Interface M is the interface between the AP and the Registrar. It enables an external Registrar to manage a WPS AP. WPS uses the same protocol for setting up the AP Management interface as for issuing Credentials to Enrollee devices.

Interface A is between the Enrollee and the AP. The function of Interface A is to enable discovery of the WPS WLAN and to enable communication between the Enrollee and IP-only Registrars.

Registration Protocol

The Registration Protocol is defined and detailed in the Wi-Fi Protected Setup Specification v1.0 document provided by the Wi-Fi Alliance. The Registration Protocol accomplishes the following purposes:

• It helps to troubleshoot basic connectivity problems with the wireless channel.
• It provides demonstrative identification of the Enrollee to the Registrar and the Registrar to the Enrollee using out-of-band information, enabling the credential configuration function.
• It establishes the roles of each device (AP, Registrar, or Enrollee).
• It securely conveys WLAN settings and other configuration from the Registrar to the Enrollee.
• It establishes an Extended Master Session Key EMSK, which can be used to secure additional application-specific configuration functions.

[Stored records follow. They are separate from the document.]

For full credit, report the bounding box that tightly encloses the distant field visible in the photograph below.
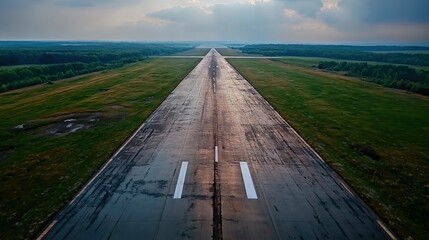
[277,56,429,71]
[215,48,258,56]
[228,58,429,240]
[0,58,200,240]
[370,50,429,54]
[217,48,429,70]
[239,44,429,67]
[174,47,210,56]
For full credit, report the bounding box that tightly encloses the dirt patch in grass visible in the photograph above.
[0,146,16,161]
[13,112,104,136]
[106,104,130,110]
[351,144,381,161]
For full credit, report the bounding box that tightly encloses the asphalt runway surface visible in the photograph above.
[39,49,393,240]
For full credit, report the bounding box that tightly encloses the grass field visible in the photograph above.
[174,47,210,56]
[276,56,429,71]
[217,48,429,71]
[215,48,258,56]
[0,58,200,240]
[369,50,429,54]
[228,58,429,240]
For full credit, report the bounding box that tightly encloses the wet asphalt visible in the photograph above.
[39,49,392,240]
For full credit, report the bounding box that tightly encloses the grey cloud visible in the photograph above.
[210,3,282,38]
[311,0,429,43]
[316,0,429,33]
[149,6,212,24]
[0,0,428,43]
[340,0,429,24]
[275,0,429,29]
[276,0,322,17]
[0,0,104,39]
[55,0,140,8]
[146,2,285,41]
[0,0,45,9]
[56,0,93,7]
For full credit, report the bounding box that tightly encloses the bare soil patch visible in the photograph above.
[0,145,15,161]
[13,112,105,136]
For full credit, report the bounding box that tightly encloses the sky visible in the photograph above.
[0,0,428,44]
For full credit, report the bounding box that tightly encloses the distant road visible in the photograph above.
[39,49,393,240]
[222,56,282,59]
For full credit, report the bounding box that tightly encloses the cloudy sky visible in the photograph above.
[0,0,428,44]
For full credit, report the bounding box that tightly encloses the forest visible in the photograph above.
[0,42,192,92]
[318,61,429,95]
[239,44,429,66]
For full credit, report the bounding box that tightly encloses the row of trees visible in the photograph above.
[0,42,194,92]
[0,62,111,92]
[0,43,192,66]
[239,44,429,66]
[318,61,429,95]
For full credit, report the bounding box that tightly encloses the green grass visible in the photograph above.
[175,48,210,56]
[0,58,200,240]
[276,56,429,71]
[369,50,429,54]
[228,58,429,240]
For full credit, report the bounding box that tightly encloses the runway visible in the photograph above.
[39,49,393,240]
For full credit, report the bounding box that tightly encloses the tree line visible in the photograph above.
[239,44,429,66]
[318,61,429,95]
[0,52,143,66]
[0,62,109,92]
[0,42,193,92]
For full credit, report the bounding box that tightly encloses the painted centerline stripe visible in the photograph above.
[240,162,258,199]
[215,146,219,162]
[173,162,188,199]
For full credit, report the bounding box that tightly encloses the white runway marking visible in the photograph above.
[377,220,397,240]
[340,181,354,196]
[173,162,188,199]
[36,219,57,240]
[215,146,218,162]
[240,162,258,199]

The Registration Protocol is used for a variety of scenarios resulting in a few variants in terms of optional parameters. The principal version, a series of EAP message exchanges, is described as below:

Enrollee -> Registrar: M1 = Version || N1 || Description || PKE
Enrollee <- Registrar: M2 = Version || N1 || N2 || Description || PKR [ || ConfigData ] || HMAC_AuthKey(M1 || M2*)
Enrollee -> Registrar: M3 = Version || N2 || E-Hash1 || E-Hash2 || HMAC_AuthKey(M2 || M3*)
Enrollee <- Registrar: M4 = Version || N1 || R-Hash1 || R-Hash2 || ENC_KeyWrapKey(R-S1) || HMAC_AuthKey (M3 || M4*)
Enrollee -> Registrar: M5 = Version || N2 || ENC_KeyWrapKey(E-S1) || HMAC_AuthKey (M4 || M5*)
Enrollee <- Registrar: M6 = Version || N1 || ENC_KeyWrapKey(R-S2) || HMAC_AuthKey (M5 || M6*)
Enrollee -> Registrar: M7 = Version || N2 || ENC_KeyWrapKey(E-S2 [||ConfigData]) || HMAC_AuthKey (M6 || M7*)
Enrollee <- Registrar: M8 = Version || N1 || [ ENC_KeyWrapKey(ConfigData) ] || HMAC_AuthKey (M7 || M8*)

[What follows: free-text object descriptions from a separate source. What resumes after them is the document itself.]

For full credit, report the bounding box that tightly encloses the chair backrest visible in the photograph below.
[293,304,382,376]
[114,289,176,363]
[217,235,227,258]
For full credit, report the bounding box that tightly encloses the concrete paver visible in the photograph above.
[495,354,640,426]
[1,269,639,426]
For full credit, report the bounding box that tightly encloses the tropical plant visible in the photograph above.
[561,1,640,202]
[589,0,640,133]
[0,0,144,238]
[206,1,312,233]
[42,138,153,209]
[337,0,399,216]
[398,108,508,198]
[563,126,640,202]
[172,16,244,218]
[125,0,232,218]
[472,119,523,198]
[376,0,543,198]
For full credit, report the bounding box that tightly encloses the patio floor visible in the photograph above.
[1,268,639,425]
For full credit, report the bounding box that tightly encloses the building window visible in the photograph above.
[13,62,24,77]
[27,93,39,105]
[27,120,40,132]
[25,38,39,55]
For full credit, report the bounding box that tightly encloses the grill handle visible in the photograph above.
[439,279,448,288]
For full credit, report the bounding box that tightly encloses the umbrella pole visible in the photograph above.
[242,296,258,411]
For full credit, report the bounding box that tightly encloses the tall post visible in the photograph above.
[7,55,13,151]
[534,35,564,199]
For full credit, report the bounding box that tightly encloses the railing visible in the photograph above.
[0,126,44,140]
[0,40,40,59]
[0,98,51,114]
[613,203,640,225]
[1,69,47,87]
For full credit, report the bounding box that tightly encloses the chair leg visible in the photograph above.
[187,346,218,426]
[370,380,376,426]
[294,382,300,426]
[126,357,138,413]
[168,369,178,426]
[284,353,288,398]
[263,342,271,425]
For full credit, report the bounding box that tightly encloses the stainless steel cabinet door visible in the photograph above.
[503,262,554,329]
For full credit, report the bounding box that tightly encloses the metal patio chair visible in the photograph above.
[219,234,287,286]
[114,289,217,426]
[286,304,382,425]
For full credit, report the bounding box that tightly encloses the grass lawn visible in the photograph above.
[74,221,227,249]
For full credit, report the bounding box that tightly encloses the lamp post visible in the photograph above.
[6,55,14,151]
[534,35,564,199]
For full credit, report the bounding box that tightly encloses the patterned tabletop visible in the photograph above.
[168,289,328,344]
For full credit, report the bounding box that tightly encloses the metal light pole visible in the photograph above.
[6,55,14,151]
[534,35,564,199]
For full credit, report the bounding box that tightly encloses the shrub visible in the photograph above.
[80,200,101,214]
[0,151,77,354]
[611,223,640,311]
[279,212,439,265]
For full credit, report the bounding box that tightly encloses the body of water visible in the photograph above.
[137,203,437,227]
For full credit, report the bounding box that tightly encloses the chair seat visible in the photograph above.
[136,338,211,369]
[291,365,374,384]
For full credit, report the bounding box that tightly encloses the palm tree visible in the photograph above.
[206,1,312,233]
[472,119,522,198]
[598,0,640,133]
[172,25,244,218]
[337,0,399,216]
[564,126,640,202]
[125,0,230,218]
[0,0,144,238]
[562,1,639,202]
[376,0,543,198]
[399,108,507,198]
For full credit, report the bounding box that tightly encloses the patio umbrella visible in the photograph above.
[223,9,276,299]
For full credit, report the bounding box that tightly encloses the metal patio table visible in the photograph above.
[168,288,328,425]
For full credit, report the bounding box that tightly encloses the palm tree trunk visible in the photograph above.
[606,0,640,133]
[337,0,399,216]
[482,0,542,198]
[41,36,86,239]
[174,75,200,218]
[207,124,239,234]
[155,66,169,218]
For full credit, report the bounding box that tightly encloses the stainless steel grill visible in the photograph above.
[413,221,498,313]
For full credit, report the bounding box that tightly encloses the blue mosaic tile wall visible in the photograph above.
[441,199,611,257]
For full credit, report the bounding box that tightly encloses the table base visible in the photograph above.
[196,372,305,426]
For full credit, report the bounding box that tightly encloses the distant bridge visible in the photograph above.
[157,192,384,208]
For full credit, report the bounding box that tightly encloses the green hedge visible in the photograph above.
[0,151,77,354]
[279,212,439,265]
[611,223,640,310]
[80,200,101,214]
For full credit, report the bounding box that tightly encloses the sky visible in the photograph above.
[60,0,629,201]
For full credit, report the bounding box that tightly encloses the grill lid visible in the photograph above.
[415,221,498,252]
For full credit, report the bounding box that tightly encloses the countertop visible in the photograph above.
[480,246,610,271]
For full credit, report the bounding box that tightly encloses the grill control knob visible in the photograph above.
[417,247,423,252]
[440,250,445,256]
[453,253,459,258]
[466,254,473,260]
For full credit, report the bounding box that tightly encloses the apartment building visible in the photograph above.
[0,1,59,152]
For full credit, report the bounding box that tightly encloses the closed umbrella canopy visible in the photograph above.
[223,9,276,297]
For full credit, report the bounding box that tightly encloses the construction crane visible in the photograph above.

EAP based setup based on external registrar

Station willing to connect to AP, sends out a probe request with WPS IE, request type set to enrollee.

AP sends a Wi-Fi Simple Configuration probe response to the Registrar with
Response Type set to AP.

After this M1 to M8 exchange occurs. Enrollee (the station) may decide to associate to a WSC-enabled AP and initiate the registration protocol by sending message M1 to the Registrar; assuming that
the Registrar is not yet prepared to enroll the candidate enrollee it will respond with message M2D.

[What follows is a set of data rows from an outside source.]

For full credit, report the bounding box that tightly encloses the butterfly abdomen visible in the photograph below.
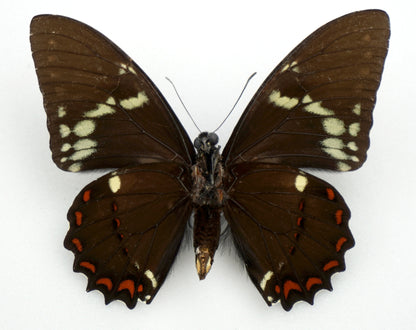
[193,206,221,280]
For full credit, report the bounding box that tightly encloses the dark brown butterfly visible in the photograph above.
[30,10,389,310]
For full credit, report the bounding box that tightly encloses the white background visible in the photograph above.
[1,0,415,329]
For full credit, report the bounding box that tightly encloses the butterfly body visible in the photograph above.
[30,10,389,310]
[191,132,224,279]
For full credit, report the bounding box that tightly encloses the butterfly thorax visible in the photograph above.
[191,132,225,279]
[191,132,225,208]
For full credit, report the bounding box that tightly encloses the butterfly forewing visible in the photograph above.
[222,10,389,172]
[64,162,193,307]
[223,163,353,310]
[30,15,194,172]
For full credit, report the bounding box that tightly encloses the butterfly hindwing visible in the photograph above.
[222,10,389,172]
[30,15,194,172]
[64,162,193,307]
[223,163,353,310]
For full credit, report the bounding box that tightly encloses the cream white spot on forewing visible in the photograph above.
[58,106,66,118]
[322,118,346,136]
[61,143,71,152]
[69,149,96,161]
[349,123,361,136]
[352,103,361,115]
[347,141,358,151]
[120,91,149,110]
[73,120,95,137]
[59,124,71,138]
[322,148,359,162]
[337,161,351,171]
[268,90,299,110]
[73,139,97,150]
[68,162,82,172]
[304,101,334,116]
[106,96,116,105]
[302,95,313,104]
[84,103,115,118]
[321,138,344,149]
[295,174,308,192]
[108,175,121,193]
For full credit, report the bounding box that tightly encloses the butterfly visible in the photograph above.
[30,10,390,310]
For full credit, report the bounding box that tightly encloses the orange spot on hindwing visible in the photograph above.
[326,188,335,200]
[298,200,304,211]
[96,278,113,291]
[75,211,83,226]
[118,279,135,298]
[335,209,343,224]
[80,261,96,273]
[112,202,118,212]
[306,277,323,291]
[336,237,348,252]
[83,190,91,202]
[283,280,302,299]
[137,284,144,292]
[323,260,339,272]
[71,238,83,252]
[275,285,281,294]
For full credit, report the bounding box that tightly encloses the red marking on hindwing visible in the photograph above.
[137,284,144,292]
[118,279,135,298]
[82,190,91,202]
[326,188,335,200]
[293,232,300,240]
[275,285,281,294]
[289,246,295,255]
[306,277,323,291]
[80,261,96,273]
[113,218,120,228]
[336,237,348,252]
[298,200,304,211]
[297,217,303,226]
[112,202,118,212]
[96,278,113,291]
[75,211,83,226]
[71,238,83,252]
[283,280,302,299]
[335,209,343,224]
[323,260,339,272]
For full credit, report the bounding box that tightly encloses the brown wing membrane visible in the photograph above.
[64,162,192,308]
[223,10,389,172]
[223,163,354,310]
[30,15,194,172]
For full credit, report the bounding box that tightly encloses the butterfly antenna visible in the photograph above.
[213,72,257,133]
[166,77,201,133]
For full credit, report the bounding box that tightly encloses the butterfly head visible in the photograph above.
[193,132,219,154]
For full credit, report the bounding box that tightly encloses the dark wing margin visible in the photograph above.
[223,163,354,310]
[30,15,194,172]
[222,10,390,172]
[64,162,192,308]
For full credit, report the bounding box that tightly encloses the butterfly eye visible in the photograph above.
[207,132,219,146]
[193,136,202,150]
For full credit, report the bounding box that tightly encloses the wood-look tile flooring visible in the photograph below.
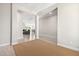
[13,39,79,56]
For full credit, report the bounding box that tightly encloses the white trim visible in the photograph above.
[0,38,37,47]
[0,43,10,46]
[12,39,36,45]
[39,34,56,39]
[0,42,18,47]
[58,43,79,52]
[35,15,39,39]
[12,42,18,45]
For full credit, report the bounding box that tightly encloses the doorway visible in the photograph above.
[39,8,57,44]
[17,10,36,43]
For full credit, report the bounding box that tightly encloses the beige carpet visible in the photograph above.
[13,39,79,56]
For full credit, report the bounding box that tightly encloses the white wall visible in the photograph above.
[12,4,18,43]
[12,4,24,43]
[22,13,35,29]
[16,11,24,40]
[0,4,10,44]
[39,11,57,42]
[58,4,79,51]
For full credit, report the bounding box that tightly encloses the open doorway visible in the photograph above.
[16,10,36,43]
[39,8,57,44]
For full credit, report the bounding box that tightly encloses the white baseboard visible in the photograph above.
[0,38,33,47]
[0,41,18,47]
[39,34,56,39]
[12,39,36,45]
[58,43,79,52]
[0,43,10,46]
[12,42,18,45]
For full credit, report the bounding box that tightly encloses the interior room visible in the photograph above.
[0,3,79,56]
[39,8,57,44]
[17,10,35,43]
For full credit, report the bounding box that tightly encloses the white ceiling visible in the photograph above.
[16,3,55,14]
[21,11,35,20]
[41,8,57,19]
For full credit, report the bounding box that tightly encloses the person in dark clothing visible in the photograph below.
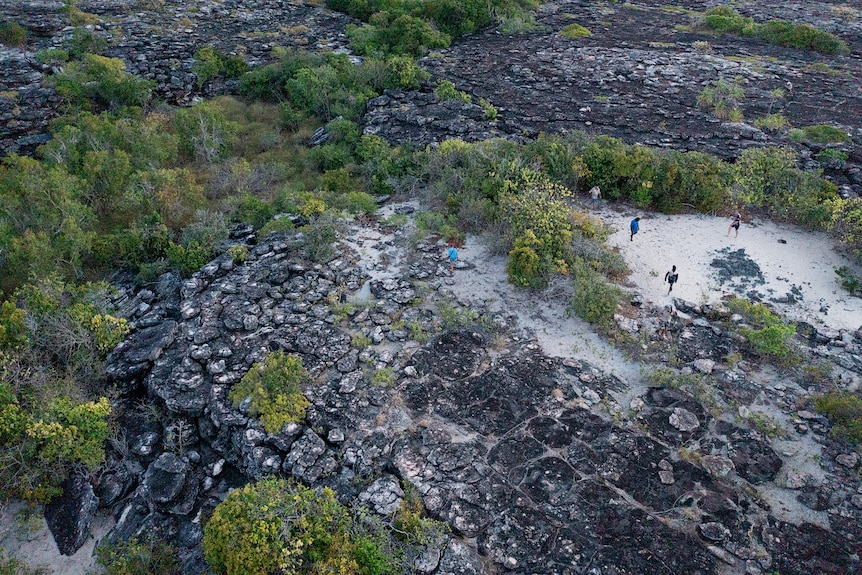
[664,265,678,294]
[630,217,640,241]
[727,211,741,237]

M2D – this message indicates that the Registrar is unable to authenticate with the Enrollee, but it is willing to provide descriptive information about the Registrar to the Enrollee.

Phase 1:
1. The Enrollee sends its Discovery message using an 802.11 probe request. The
Discovery message is broadcast by the AP to all external Registrars.
2. The AP responds to the probe request with its own Discovery data.
3. The Enrollee connects to the AP and initiates 802.1X.
4. The Enrollee‟s M1 message is proxied to all External Registrars as UPnP events.
Each active Registrar (Internal Registrar, if enabled, and all the External
Registrars that have subscribed to receive UPnP events from the AP) should
send M2 or M2D.
5. The two external Registrars send M2D messages to the AP. The AP queues
these up for delivery to the Enrollee.
6.The AP sequentially delivers the M2D messages to the Enrollee, which responds
with ACK messages to each one. After the last M2D has been delivered without
a WSC_MSG response, the AP sends EAP-Failure to terminate the 802.1X
connection.


Phase 2:
1. Enter PIN in ER.
2. Registrar notifies the AP when it becomes active by setting the Selected Registrar attribute to TRUE
3. After the AP receives a SetSelectedRegistrar UPnP action with Selected Registrar TRUE, AP incorporates Selected Registrar flag set to TRUE in its Beacons and Probe Responses
4. Enrollee reconnects and restarts the 802.1X authentication. This time, Registrar sends an M2 message rather than an M2D message.
5. The Enrollee and Registrar engage in the complete Registration Protocol until the
Enrollee is provisioned with its Credential.